Apparently some engineer got booted off some British version of The Apprentice because the British Donald Trump (Lord Sugar?) doesn't think engineers are good at business. The engineer in question goes on to defend himself by citing other successful engineers such as: Bill Gates, James Dyson and Mark Zuckerberg.
 
Now first of all, I'm not sure a "programmer" is always an engineer. I have mad respect for Bill Gates but neither he nor Zuckerberg completed college. And both are largely known for their programming skills. Given the days of early computers Gates might have more street cred as an engineer since "programming" in its infancy was hardware driven. I'm not saying their both not successful and smart, just that I wouldn't necessarily lump them into an umbrella family of engineers for every single purpose. James Dyson, however, designed the best vacuum I ever used and appears to be like the Tony Stark of vacuum cleaners. Though I'm not entirely sure he has a degree in education that would make all three of them just general genius types. I mean two of them dropped out of Harvard. You gotta figure in many cases have you the advantages to get into Harvard you're already at a good spot (whether that's social upbringing advantages or just pure raw natural talent).
 
Second of all, this argument always makes me think of Tom Smykowski from the movie Office Space who defends his job by saying he's necessary because engineers aren't good with people. I know a great many liasons and systems analysts and project coordinators who it would seem have the same responsibility: go between from the technical to the customer (one could almost argue the highly paid Program Manager fulfills this role as well).

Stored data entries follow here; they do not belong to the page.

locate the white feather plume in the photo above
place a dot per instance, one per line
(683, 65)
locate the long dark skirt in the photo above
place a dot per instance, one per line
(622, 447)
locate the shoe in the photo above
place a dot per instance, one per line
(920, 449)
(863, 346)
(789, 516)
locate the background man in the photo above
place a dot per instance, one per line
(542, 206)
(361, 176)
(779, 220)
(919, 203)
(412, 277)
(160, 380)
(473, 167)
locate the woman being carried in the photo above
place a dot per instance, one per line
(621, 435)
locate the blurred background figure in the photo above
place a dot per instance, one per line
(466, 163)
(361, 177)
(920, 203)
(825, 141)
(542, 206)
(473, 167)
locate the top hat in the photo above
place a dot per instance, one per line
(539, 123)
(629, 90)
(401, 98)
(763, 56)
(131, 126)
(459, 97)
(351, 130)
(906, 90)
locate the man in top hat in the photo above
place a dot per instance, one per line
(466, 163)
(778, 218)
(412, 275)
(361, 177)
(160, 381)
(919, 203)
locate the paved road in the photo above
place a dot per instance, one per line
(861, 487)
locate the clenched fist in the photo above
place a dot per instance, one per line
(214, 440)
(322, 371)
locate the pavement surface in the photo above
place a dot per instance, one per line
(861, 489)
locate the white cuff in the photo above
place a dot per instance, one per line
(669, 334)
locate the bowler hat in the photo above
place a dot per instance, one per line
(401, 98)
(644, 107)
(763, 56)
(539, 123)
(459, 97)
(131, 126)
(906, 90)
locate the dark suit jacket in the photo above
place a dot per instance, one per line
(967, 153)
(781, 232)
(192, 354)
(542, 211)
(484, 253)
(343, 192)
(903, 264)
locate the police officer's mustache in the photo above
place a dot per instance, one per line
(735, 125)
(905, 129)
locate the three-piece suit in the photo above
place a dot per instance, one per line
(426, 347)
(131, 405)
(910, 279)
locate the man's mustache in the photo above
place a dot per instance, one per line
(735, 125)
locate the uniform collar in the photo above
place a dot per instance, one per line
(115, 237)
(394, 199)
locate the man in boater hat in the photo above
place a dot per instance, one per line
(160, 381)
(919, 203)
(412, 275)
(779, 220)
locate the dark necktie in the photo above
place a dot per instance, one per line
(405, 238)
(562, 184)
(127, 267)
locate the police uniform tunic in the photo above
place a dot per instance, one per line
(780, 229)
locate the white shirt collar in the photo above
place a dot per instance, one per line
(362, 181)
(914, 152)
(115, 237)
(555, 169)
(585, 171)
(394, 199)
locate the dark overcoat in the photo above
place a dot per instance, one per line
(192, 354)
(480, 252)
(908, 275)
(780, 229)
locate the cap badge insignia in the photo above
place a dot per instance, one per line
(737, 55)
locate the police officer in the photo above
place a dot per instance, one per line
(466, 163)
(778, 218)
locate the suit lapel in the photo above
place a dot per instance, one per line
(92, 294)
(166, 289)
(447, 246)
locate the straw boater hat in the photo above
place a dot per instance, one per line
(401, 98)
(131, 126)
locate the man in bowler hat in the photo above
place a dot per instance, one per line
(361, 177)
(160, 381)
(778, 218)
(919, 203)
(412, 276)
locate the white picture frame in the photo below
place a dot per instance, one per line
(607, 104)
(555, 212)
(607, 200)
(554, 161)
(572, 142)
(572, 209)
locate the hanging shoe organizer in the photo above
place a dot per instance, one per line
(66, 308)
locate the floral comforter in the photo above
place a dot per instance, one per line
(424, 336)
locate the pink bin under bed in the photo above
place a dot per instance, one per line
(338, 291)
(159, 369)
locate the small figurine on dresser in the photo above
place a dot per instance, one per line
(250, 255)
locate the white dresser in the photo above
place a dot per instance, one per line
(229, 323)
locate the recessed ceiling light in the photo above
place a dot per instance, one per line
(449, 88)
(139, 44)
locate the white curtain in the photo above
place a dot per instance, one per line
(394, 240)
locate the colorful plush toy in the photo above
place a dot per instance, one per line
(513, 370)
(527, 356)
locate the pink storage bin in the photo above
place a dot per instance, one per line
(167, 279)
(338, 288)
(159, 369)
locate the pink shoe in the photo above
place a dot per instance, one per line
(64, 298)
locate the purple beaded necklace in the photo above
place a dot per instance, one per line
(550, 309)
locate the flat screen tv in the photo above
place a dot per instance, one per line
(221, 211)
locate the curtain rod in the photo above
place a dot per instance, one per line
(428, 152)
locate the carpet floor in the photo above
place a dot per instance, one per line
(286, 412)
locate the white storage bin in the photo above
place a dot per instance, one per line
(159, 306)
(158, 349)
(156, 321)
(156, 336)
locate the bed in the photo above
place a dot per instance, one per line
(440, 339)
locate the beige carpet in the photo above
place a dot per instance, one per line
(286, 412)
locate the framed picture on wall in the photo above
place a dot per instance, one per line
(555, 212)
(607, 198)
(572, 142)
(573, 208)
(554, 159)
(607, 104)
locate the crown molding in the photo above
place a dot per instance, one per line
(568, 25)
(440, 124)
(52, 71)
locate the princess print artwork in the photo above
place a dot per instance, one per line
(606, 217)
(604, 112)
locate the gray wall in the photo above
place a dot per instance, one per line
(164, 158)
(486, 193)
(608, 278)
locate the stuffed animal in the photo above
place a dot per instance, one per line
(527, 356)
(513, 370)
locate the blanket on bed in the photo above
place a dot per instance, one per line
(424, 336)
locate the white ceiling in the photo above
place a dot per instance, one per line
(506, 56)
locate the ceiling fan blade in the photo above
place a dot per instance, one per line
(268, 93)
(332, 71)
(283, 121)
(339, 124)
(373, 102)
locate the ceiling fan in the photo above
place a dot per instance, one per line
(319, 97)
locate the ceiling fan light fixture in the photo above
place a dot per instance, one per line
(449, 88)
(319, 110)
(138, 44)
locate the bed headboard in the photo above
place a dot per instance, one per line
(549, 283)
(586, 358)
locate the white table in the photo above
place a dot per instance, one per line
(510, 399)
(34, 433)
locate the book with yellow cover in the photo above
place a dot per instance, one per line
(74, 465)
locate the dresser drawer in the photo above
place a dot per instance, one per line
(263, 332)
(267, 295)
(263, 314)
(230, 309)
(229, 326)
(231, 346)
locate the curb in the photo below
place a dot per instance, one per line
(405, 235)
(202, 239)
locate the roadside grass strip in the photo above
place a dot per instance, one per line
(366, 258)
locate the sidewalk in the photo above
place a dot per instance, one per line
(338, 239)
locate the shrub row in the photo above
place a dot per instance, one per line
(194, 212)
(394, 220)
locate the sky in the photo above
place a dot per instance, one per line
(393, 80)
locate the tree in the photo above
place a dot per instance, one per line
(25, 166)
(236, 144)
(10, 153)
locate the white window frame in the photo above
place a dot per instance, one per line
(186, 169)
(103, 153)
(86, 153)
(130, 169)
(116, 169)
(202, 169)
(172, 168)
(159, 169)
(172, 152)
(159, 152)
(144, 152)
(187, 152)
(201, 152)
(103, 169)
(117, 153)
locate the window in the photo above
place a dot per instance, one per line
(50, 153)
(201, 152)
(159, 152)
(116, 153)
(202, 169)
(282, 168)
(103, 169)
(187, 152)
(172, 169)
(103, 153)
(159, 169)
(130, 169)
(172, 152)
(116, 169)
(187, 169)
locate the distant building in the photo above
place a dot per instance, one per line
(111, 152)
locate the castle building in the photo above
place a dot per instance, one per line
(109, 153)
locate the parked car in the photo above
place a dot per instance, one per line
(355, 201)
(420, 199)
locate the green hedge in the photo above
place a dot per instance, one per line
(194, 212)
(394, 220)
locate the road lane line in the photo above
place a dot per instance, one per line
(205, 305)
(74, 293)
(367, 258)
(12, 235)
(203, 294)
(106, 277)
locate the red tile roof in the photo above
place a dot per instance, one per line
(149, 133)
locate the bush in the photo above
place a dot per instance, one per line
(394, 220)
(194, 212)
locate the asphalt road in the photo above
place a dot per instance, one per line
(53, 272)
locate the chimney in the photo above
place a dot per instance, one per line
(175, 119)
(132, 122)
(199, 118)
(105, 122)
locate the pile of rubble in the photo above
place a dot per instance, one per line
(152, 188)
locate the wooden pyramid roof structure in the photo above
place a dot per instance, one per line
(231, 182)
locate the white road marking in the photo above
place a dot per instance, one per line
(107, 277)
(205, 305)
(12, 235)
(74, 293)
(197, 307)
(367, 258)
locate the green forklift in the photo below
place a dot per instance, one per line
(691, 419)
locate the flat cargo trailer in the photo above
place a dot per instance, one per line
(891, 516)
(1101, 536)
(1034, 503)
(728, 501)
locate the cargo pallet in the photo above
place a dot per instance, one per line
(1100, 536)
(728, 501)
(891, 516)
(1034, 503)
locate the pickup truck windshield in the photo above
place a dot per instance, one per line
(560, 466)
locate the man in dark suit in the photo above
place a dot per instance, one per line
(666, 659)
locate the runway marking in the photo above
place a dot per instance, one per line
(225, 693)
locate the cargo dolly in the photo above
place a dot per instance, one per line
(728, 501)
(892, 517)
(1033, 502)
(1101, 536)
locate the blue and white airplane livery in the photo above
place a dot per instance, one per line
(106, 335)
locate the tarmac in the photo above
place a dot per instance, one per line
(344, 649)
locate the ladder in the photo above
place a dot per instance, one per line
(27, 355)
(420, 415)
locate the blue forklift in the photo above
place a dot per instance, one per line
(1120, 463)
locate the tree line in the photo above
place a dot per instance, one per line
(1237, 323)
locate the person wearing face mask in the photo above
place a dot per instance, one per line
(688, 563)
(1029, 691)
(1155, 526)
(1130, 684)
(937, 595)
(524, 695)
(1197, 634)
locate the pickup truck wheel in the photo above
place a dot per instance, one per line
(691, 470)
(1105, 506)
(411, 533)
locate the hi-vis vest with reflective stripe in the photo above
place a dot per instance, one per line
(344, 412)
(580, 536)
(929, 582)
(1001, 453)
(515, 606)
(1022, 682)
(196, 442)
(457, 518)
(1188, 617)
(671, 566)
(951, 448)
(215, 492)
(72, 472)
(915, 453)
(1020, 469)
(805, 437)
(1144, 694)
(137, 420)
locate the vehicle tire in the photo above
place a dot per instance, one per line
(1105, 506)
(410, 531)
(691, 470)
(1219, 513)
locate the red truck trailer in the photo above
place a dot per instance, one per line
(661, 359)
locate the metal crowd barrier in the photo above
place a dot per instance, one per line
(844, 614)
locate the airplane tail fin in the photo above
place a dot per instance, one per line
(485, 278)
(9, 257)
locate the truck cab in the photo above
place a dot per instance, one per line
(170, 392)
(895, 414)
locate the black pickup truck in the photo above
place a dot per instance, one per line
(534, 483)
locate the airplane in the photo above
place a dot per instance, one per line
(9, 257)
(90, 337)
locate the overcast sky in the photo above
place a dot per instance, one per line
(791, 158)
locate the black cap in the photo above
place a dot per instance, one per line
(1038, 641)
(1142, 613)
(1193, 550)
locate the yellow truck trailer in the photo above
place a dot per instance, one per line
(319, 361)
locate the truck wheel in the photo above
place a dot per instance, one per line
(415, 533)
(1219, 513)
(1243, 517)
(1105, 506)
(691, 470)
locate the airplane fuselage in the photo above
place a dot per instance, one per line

It's not so much I think that engineers and technical folks are not good with people, but that their technical skills are valued in such a way that's how management wants them to spend 100% of their time. Versus you can hire somebody else to be the facilitator or communicator. But it does seem to be the trap that engineers and probably scientists fall into.
 
What do you think, does that hold technical people back? What about the other way, are liasons and communicators valued in the same way technical employees are?